Его длинная шёрстка красиво переливалась в свете луны. Наверное, есть две вещи, которые заставляли эту светловолосую голову застыть, где б она ни была. Лунные дорожки, переплывающие одна в другую, и солнечные лучи, в свете которых плавала мелкая блестящая пыль. Она и сейчас заворожённо смотрела на пушистика в этом свете.
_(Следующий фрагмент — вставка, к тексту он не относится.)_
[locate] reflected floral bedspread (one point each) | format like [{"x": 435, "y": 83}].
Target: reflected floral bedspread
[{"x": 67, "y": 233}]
Кранфур наклонял свою головку то в одну сторону, то в другую. Переливались волосинки, блестели глаза. Он что-то мурлыкал себе под нос и улыбался. Вспоминал ли город, радовался ли сегодняшнему моменту – только пушистику одному известно.
Чтобы ответить на этот вопрос, Женя решилась спросить:
– Ноум, а есть разница, где быть счастливым?
Кранфур остановил свои покачивания и прищурил глаза.
– Нет, Жень, нету… Но, если тебе холодно и голодно – счастливым быть, ой, как трудно, – Ноум улыбнулся ещё шире, – Нелегко, но возможно. Нельзя заставить себя быть счастливым. Можно им быть. Ты не раз ещё услышишь замечательную фразу, придуманную людьми: «Быть, а не казаться». Жаль, что ты всегда ищешь только дурное в сложившейся ситуации. И люди, которые вокруг тебя, тоже стабильно ищут плохое. Забавно то, что все счастливые люди будут твердить, что нужно изменить своё отношение к ситуации. А знаешь в чём подвох? Они научились этому. Кто-то тяжело, а кто-то с детства умел. А сможешь ли ты, вечно плачущая от «плохого», поменять себя?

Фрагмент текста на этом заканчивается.